To take the deduction, the property must be purchased and put into use during 2021, and it must be used more than 50% of the time for business purposes. The provision caps total equipment purchases for the year at $2.62 million (up from $2.59 million in 2020). Once you spend $2.62 million, the deduction is phased out on a dollar-for-dollar basis, and it totally phases out once you hit $3.67 million.
That said, if you made equipment purchases in 2021 that exceeded the $3.67 million limit, you may still use bonus depreciation on the amount above the Section 179 cap. Bonus depreciation remains at 100% through 2022. From there, bonus depreciation decreases by 20% each year until it totally phases out at the end of 2026.
If you made significant equipment purchases in 2021 or plan to make them in 2022, meet with us, so we can work with you and your CPA to ensure you are maximizing all of your deductions for such major capital investments.
Deduct The Cost Of Your Business Insurance Policies
Most every business takes out some form of business insurance to protect against a variety of threats and liabilities.
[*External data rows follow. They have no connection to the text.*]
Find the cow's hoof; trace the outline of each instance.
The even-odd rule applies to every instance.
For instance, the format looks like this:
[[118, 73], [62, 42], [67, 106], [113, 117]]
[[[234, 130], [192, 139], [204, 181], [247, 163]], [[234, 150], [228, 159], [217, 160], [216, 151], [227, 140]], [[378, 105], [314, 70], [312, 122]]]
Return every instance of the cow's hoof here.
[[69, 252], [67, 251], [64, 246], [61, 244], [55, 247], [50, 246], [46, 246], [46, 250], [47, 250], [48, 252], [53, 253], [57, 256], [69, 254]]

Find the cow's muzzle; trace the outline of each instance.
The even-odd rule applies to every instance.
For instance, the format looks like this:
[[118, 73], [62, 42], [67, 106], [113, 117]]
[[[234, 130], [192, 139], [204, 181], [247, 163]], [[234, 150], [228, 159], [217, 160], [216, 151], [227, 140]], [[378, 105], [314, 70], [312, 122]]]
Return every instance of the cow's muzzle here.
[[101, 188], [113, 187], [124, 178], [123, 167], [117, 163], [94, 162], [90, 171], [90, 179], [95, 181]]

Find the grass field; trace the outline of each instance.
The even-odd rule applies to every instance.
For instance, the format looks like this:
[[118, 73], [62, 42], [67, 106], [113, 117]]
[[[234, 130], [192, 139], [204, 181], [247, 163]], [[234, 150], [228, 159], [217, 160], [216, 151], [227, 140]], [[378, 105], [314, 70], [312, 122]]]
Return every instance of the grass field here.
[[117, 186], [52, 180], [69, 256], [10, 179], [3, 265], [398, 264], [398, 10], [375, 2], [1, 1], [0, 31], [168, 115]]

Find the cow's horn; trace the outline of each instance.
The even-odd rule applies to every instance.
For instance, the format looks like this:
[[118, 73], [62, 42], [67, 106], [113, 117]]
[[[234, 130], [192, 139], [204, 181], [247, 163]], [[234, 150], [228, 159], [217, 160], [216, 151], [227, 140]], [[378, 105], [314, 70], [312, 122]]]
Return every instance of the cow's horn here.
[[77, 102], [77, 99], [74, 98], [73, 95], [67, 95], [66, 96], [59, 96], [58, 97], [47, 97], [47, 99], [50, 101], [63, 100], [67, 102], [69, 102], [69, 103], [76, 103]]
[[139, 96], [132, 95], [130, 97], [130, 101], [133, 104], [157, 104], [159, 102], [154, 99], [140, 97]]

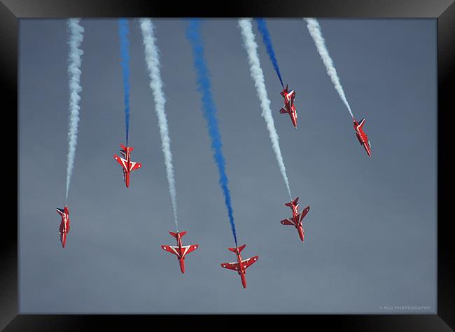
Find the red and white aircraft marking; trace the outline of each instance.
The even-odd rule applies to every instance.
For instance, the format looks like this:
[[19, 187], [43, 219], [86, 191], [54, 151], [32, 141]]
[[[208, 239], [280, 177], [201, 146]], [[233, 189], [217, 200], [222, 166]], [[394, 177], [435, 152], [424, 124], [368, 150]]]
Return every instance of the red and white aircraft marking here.
[[66, 235], [69, 233], [69, 210], [66, 207], [64, 209], [59, 209], [57, 207], [57, 213], [58, 213], [62, 217], [59, 232], [60, 233], [62, 247], [64, 248], [66, 243]]
[[245, 248], [246, 244], [244, 244], [241, 247], [236, 247], [235, 248], [227, 248], [231, 251], [235, 253], [237, 256], [237, 261], [232, 263], [223, 263], [221, 264], [221, 268], [234, 270], [237, 271], [239, 275], [240, 275], [240, 278], [241, 279], [241, 284], [244, 288], [246, 288], [246, 279], [245, 279], [245, 274], [246, 273], [246, 268], [250, 266], [251, 264], [255, 263], [259, 258], [258, 256], [255, 256], [254, 257], [251, 257], [246, 259], [241, 259], [240, 253]]
[[292, 225], [295, 228], [297, 228], [298, 232], [299, 233], [299, 237], [300, 237], [300, 240], [303, 242], [303, 239], [304, 239], [304, 232], [303, 230], [303, 226], [302, 223], [302, 219], [304, 218], [304, 216], [307, 215], [308, 212], [309, 211], [309, 206], [307, 206], [307, 207], [304, 208], [304, 209], [302, 212], [301, 214], [299, 214], [299, 205], [297, 203], [298, 202], [299, 198], [298, 197], [295, 198], [295, 200], [288, 202], [286, 203], [285, 205], [286, 207], [290, 207], [290, 209], [293, 212], [293, 216], [290, 218], [284, 219], [281, 221], [281, 224], [282, 225]]
[[368, 137], [363, 131], [363, 125], [365, 124], [365, 119], [362, 119], [360, 123], [354, 120], [354, 130], [356, 131], [356, 136], [357, 139], [360, 142], [360, 145], [363, 145], [365, 148], [365, 151], [367, 151], [368, 155], [371, 157], [371, 144], [368, 139]]
[[199, 244], [191, 244], [190, 246], [183, 245], [182, 237], [186, 234], [186, 232], [169, 232], [169, 233], [176, 238], [177, 240], [177, 246], [161, 246], [161, 247], [163, 250], [174, 254], [177, 256], [177, 259], [180, 263], [180, 270], [182, 271], [182, 273], [185, 273], [185, 256], [196, 250]]
[[128, 188], [130, 186], [130, 173], [131, 171], [141, 168], [142, 164], [131, 161], [131, 151], [133, 151], [133, 148], [124, 146], [123, 144], [120, 144], [120, 146], [122, 148], [120, 153], [122, 153], [124, 158], [114, 155], [114, 159], [122, 166], [122, 170], [123, 170], [123, 180], [127, 188]]
[[294, 105], [295, 91], [293, 90], [288, 92], [288, 85], [286, 84], [286, 87], [283, 89], [280, 94], [284, 97], [284, 107], [281, 107], [279, 112], [281, 114], [288, 113], [293, 125], [297, 128], [297, 111], [295, 111], [295, 106]]

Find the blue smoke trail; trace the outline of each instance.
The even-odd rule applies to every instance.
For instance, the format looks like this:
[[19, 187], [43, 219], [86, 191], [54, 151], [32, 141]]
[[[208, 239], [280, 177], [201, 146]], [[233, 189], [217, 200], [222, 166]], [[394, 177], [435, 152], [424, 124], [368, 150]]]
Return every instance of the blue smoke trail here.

Yet, many business owners don't realize or simply forget that you can deduct 100% of the cost of most types of business insurance from your federal income taxes. The most common forms of business insurance that qualify for the 100% deduction include the following:
- Health insurance
- General liability insurance
- Commercial property insurance
- Business interruption insurance
- Professional liability/Malpractice insurance
- Cybersecurity insurance
- Worker's compensation insurance
- Vehicle insurance
Note that while most forms of business insurance are tax-deductible, life insurance premiums are generally not deductible. There are a few exceptions, such as when you pay for your employee's life insurance premiums, which can be written off as a business expense, but even this comes with limitations
In this case, deductions can only be applied to premiums paid for the first $50,000 of coverage for each employee, and you are not permitted to deduct the premiums if you or the company benefit from the policy. Since it can be tricky to figure out when life insurance is deductible, meet with us, to find out whether or not your policies would qualify.
QBI Deduction For Pass-Through Income Still Available—And With Higher Income Limits
The Section 199A Qualified Business Income (QBI) Deduction is still available for 2021. Starting in 2018 and running through 2025, this provision allows qualifying business owners to take a straight 20% deduction on their net business income for the year. And this deduction is in addition to any ordinary business-expense deductions you might have.
To qualify, your business must be set up as a “pass-through” entity, meaning your company's taxes pass through and are paid at your personal income tax rate. This business structure includes sole proprietorships, partnerships, limited liability companies (LLC), and S corporations—basically, all businesses except C corporations and LLCs taxed as corporations.
The deduction does have some restrictions, including for specific types of service businesses like law practices and accounting firms, and it begins to phase out at higher income levels. For 2021, the deduction begins to phase out once your taxable income surpasses $164,900 if single and $329,800 if married and filing jointly. The tax break completely phases out once your income reaches $214,900 for individuals and $429,800 for joint filers.